Comparison of the segmented maps obtained using the PE-UNet-L and UNet versions centred on a low column density region of the plane at the location around l = 163°, 0°. The difference between the two segmented maps (PE-UNet-L – UNet) is shown (left) with the corresponding column density map (middle) and local normalized column density map (right). The white (black) features seen on the left map correspond to features detected with the PE-UNet-L (UNet) only.

thumbnail Fig. 11

Comparison of the segmented maps obtained using the PE-UNet-L and UNet versions centred on a high column density region of the plane at the location around (l, b) = 353°, 0°. The difference between the results of the two segmented maps (PE-UNet-L – UNet) is shown (left) with the corresponding column density map (middle) and the local normalized column density map (right). The white (black) features seen on the left map correspond to features detected with the PE-UNet-L (UNet) only.

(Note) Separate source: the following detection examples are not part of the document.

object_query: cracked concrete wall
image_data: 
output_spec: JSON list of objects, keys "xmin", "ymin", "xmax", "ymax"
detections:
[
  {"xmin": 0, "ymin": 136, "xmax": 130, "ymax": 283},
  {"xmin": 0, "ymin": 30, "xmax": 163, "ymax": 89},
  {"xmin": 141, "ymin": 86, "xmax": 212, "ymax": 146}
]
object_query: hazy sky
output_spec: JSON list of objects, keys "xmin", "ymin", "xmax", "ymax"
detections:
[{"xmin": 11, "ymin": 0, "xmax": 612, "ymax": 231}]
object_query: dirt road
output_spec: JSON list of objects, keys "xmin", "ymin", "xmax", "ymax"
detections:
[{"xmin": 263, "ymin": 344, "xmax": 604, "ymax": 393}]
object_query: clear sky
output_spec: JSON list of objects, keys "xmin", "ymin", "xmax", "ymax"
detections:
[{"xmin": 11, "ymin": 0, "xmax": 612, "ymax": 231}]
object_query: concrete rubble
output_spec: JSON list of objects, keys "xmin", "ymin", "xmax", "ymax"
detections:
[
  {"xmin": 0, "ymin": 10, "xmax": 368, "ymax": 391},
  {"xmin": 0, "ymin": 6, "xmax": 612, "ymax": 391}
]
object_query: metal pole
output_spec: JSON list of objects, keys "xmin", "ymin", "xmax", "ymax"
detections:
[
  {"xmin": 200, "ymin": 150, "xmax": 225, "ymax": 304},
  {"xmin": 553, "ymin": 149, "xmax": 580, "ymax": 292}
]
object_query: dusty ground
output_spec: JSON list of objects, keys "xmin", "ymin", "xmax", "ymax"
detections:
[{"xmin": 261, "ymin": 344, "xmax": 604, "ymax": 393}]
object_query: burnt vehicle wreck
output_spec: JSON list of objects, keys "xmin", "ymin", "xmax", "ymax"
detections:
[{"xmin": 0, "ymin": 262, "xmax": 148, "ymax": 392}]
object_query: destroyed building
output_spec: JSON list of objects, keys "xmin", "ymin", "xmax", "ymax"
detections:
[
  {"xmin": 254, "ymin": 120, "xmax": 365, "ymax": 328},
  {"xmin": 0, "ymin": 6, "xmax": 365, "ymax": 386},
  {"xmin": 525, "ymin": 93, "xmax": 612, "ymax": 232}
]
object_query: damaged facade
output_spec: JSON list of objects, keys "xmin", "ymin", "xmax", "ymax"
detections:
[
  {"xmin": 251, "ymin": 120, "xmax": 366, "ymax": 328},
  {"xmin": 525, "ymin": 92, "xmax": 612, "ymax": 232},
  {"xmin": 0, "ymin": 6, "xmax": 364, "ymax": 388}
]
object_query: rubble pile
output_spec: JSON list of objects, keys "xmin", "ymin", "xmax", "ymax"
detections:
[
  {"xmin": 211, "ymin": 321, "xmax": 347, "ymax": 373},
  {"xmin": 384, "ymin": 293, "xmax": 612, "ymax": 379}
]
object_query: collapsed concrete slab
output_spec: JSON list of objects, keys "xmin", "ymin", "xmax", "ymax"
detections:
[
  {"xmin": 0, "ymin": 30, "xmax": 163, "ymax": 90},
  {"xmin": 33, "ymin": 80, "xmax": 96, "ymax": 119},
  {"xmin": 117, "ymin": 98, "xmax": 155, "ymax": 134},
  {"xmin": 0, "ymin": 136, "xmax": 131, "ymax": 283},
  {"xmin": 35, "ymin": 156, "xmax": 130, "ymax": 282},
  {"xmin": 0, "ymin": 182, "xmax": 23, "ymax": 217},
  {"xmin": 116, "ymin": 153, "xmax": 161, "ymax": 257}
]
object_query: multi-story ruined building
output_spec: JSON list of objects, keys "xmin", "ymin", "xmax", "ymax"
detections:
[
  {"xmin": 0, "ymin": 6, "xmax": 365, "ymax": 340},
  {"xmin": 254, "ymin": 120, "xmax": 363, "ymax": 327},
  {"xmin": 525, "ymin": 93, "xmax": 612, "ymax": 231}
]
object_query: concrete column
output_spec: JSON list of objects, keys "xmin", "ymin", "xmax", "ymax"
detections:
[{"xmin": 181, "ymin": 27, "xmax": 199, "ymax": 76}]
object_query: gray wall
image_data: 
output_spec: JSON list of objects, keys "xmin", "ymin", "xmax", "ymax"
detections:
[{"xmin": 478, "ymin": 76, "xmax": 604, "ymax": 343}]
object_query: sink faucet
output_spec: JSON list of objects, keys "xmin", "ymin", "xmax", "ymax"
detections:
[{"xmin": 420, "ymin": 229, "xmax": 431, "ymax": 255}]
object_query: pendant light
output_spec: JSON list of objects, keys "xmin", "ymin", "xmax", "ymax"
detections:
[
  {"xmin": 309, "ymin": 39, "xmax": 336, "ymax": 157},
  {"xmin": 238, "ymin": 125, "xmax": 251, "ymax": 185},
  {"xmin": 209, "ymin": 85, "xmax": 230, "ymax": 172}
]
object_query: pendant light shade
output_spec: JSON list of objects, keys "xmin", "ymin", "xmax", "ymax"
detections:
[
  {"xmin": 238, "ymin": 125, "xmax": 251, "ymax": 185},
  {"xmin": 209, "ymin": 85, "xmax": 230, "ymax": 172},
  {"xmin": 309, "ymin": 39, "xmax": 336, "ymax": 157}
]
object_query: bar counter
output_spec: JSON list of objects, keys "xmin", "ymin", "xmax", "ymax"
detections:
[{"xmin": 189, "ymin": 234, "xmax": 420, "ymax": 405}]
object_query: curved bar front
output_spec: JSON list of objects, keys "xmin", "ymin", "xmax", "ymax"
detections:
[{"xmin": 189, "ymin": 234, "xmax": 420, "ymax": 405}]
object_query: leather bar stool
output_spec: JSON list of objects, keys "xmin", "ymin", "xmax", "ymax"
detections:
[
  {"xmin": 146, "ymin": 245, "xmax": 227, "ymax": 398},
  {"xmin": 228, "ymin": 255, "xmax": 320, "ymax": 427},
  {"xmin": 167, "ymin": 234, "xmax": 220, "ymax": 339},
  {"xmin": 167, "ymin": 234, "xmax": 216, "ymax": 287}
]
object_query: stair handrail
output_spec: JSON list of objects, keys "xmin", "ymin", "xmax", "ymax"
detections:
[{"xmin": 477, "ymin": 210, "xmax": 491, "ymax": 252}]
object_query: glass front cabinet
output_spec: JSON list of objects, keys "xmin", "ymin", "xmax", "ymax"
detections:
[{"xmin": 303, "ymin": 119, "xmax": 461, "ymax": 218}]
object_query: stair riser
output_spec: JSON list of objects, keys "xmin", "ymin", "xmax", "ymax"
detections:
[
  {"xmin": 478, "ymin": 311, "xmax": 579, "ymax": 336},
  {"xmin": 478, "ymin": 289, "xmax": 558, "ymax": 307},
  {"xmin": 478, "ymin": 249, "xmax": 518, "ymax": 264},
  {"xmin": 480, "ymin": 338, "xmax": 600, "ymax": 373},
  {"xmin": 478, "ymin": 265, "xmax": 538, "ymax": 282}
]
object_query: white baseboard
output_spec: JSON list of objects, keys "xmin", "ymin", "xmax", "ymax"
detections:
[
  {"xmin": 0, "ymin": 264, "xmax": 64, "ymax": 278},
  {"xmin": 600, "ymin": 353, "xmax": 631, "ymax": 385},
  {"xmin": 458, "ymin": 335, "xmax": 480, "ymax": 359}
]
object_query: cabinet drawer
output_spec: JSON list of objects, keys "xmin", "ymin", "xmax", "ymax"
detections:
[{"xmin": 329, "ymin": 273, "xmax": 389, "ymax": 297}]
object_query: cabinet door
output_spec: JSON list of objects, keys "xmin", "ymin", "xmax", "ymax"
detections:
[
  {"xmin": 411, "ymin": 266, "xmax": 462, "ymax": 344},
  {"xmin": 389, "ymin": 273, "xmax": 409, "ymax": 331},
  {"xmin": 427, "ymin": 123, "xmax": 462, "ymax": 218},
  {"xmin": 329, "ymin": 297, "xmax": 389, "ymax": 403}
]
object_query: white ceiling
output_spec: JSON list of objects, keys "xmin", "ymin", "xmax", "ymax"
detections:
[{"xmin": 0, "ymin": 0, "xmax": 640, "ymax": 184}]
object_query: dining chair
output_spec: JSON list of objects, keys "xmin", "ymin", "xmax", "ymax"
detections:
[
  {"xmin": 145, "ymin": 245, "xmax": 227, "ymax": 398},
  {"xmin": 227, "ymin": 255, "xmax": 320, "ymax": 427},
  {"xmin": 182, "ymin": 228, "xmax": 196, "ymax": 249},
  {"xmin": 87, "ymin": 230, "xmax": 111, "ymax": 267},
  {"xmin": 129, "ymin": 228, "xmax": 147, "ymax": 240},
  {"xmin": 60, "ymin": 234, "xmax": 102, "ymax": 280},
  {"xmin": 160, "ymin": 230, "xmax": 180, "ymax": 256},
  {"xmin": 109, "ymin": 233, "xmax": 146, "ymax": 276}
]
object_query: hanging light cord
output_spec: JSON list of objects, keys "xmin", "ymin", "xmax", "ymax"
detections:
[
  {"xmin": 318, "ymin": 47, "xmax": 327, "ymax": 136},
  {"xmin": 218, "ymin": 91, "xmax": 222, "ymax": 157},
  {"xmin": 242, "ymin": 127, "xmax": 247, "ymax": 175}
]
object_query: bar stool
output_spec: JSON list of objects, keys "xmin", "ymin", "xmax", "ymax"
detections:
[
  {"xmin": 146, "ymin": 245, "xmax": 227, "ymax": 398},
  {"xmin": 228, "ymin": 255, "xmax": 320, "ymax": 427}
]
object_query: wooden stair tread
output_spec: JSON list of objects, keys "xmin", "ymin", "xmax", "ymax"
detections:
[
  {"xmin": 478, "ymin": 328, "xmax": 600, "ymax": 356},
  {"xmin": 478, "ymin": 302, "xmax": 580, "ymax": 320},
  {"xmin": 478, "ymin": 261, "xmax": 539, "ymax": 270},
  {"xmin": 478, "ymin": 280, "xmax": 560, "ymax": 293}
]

7.2.4 Comparison of PE-UNet-Latent and UNet segmentation maps

Because PE-UNet-L appears as the best model according to the metrics, in the following we focus the comparison on the segmented maps produced by PE-UNet-L and UNet. This comparison aims at understanding what brings the position encoding for the detection of filaments, using the UNet architecture. On the whole Gp, the difference between the two segmented maps (PE-UNet-L – UNet) is non-uniform over the plane and shows important variations as a function of the longitude and latitude positions, with a dominance of the PE-UNet-L detections towards lower density regions (132–208°), compared to the UNet in higher density regions (0–36°). This confirms that the position encoding in the latent space introduces a dependence on the detection of filaments. A close-up view on regions characterized by either low or high column density reveals a more complex behavior, as illustrated in Figures 10 and 11. The difference of the two segmented maps (PE-UNet-L – UNet) is presented on two characteristic column density regions of the plane, i.e. the central part (high-density region) centred at (l, b) = (353°, 0°) and a low-density region centred at (l, b) = (163°, 0°). As seen in Figures 10 and 11, the first clear difference between the PE-UNet-L and UNet segmentation resides in the clear longitude- and latitude-dependence on the detection of new filamentary structures. Compared to the segmented map obtained using UNet, the one obtained using PE-UNet-L shows an increase in the number of new pixels classified as filament in the low-density region (78% more pixels classified as filament for Figure 11) whereas the detection is not changed too much in the high-density region (11% fewer pixels classified as filaments for Figure 10). This suggests that the PE-UNet-L model is particularly sensitive to low-contrast structures at the same time as being able to detect high-contrast ones.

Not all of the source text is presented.